13 July 2020 Complex models for the global quantum internet

Study on the cover of Physical Review Letters (PRL)

A study conducted by ICFO researcher Daniel Cavalcanti and graced on the cover of PRL reports on a statistical study of quantum communication networks that could facilitate the possibilities of a global quantum internet. Security and privacy in the transfer of information through the internet is one of the major concerns that individuals, businesses and even administrations have acquired these past years.

Today, we have a new way of sharing information that deals with massive and exponentially incremental data creation and storage as well as data traffic at global scales, in most cases, driven by new fast-growing technologies such as the Internet of Things, Big data, virtual reality, autonomous vehicles and other applications of artificial intelligence. Many of this information, e.g. related to health, finance or even defence-related communication, is extremely sensitive and needs to be handled with protocols and procedures that ensure the highest degree of security.

Present day cryptography implemented to secure such information is potentially in danger due to the advent of quantum computers, which will have the power to instantly break most methods currently considered secure and widely used. Thus, quantum cryptography brings new methods, systems and protocols that cannot be broken even by quantum computers. It relies on the defying properties of quantum mechanics to achieve the most secure form of communication known, impossible to intercept without detection.

So far, many scientists are working on developing quantum communication networks for the future quantum internet, which will include quantum processors interconnected by quantum channels, which can, among other things, will distribute private messages using quantum cryptography, distribute entanglement, and allow the users to perform blind quantum computation on the cloud. It is foreseen that this network will be a game changer in the communications arena.

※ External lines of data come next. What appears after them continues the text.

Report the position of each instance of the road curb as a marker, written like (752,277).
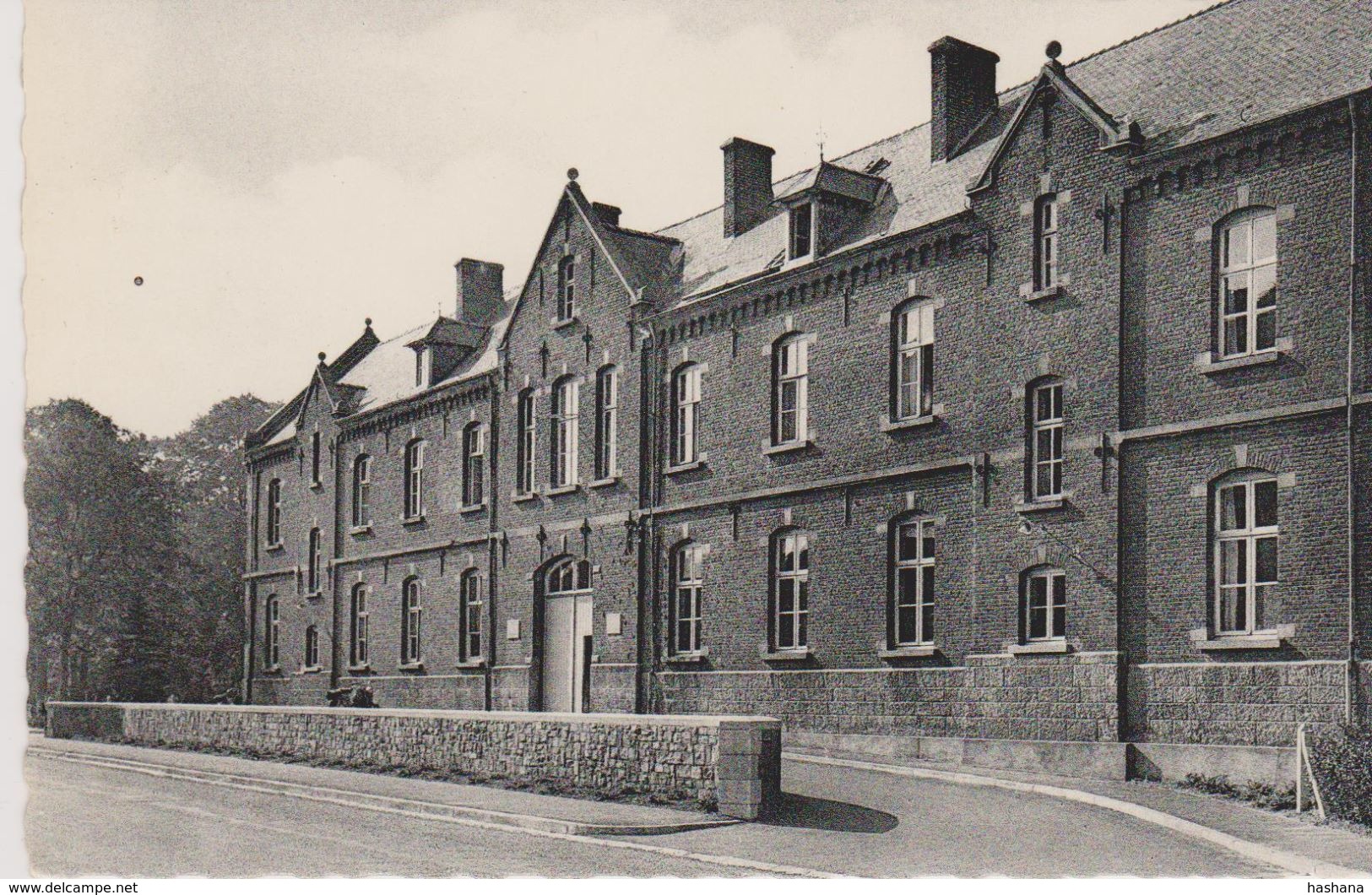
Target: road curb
(375,800)
(1257,851)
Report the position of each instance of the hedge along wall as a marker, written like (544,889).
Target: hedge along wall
(730,761)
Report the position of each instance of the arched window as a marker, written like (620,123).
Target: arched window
(358,653)
(1046,243)
(274,513)
(1246,268)
(686,415)
(412,614)
(687,583)
(312,648)
(564,436)
(272,627)
(790,390)
(362,491)
(1246,533)
(474,600)
(913,601)
(913,360)
(1044,605)
(568,576)
(415,480)
(474,464)
(567,289)
(313,579)
(1044,438)
(790,589)
(607,423)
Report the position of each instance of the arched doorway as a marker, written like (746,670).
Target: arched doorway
(567,633)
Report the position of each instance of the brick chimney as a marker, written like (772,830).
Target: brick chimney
(963,80)
(480,291)
(746,184)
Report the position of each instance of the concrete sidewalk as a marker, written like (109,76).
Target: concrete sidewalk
(491,805)
(1282,833)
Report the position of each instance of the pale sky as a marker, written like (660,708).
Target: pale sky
(278,172)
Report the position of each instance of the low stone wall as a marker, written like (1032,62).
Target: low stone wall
(1233,703)
(733,761)
(1005,697)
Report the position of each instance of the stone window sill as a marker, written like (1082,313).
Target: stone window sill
(914,421)
(914,651)
(1040,648)
(788,448)
(784,655)
(1043,504)
(1272,638)
(1211,363)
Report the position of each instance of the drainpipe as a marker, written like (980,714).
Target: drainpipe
(1350,671)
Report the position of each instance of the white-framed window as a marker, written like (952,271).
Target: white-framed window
(412,616)
(415,480)
(361,491)
(1046,241)
(1044,605)
(687,581)
(312,647)
(567,289)
(790,596)
(474,464)
(472,603)
(313,577)
(358,618)
(1046,430)
(526,432)
(274,513)
(801,231)
(913,360)
(1247,289)
(790,390)
(1246,539)
(607,423)
(686,414)
(568,576)
(913,559)
(272,627)
(566,430)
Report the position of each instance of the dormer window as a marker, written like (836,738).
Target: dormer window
(801,231)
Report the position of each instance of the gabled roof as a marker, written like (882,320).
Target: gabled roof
(1225,68)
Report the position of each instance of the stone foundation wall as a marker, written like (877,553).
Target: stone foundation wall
(731,761)
(1016,697)
(1233,703)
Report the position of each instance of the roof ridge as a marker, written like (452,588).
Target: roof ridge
(999,95)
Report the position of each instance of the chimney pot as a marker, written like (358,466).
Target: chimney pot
(748,188)
(963,83)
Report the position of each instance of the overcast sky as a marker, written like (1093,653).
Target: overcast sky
(278,172)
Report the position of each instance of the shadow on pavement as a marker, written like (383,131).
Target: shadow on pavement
(843,817)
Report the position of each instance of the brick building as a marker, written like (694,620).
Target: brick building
(1047,420)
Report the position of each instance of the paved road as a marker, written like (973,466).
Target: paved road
(85,820)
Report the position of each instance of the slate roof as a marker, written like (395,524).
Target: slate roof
(1225,68)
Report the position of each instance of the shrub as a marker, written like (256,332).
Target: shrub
(1341,758)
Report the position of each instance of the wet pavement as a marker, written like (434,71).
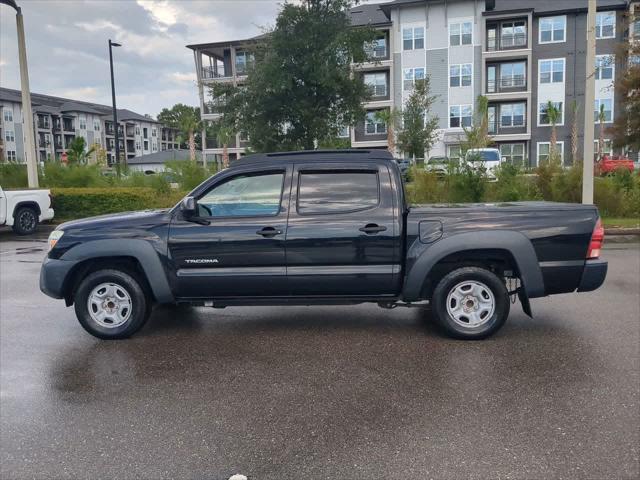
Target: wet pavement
(320,392)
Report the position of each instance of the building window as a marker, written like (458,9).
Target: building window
(244,60)
(605,24)
(552,70)
(512,114)
(460,75)
(606,104)
(512,75)
(413,38)
(543,119)
(373,125)
(460,116)
(513,34)
(410,77)
(460,34)
(454,153)
(377,82)
(553,29)
(513,153)
(544,150)
(604,67)
(376,48)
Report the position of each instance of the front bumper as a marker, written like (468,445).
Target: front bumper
(53,275)
(593,275)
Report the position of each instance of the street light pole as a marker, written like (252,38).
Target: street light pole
(27,113)
(113,101)
(589,106)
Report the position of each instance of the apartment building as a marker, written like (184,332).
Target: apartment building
(520,54)
(57,121)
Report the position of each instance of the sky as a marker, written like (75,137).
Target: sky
(67,46)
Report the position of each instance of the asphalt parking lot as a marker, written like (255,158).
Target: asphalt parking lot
(320,392)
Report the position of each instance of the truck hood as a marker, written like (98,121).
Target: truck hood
(143,219)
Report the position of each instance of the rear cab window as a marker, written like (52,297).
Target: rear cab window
(334,192)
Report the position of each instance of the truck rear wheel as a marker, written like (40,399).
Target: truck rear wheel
(471,303)
(111,304)
(25,221)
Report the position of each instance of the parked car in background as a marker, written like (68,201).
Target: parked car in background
(610,163)
(439,165)
(322,227)
(487,158)
(23,210)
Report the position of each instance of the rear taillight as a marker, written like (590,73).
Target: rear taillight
(597,238)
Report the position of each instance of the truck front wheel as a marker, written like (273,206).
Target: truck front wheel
(471,303)
(111,304)
(25,221)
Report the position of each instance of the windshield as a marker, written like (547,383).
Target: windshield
(485,156)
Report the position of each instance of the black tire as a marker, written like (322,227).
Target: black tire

In a recent paper published in PRL and selected as cover image of the journal, ICFO researcher Daniel Cavalcanti and co-authors from the International Institute of Physics in Brazil use network theory techniques to study a quantum internet based on optical fibers, and characterize its connectivity properties. Among other things, their simulations show that the quantum internet model displays a phase transition between a disconnected and a highly-connected phase, with the density of nodes being the order parameter.

The results of the study serve as a benchmark for the development of a quantum internet, for example in providing information of the minimum density of nodes needed to have a fully connected network and for the average distance between nodes, or to distribute entanglement accross the network more efficiently.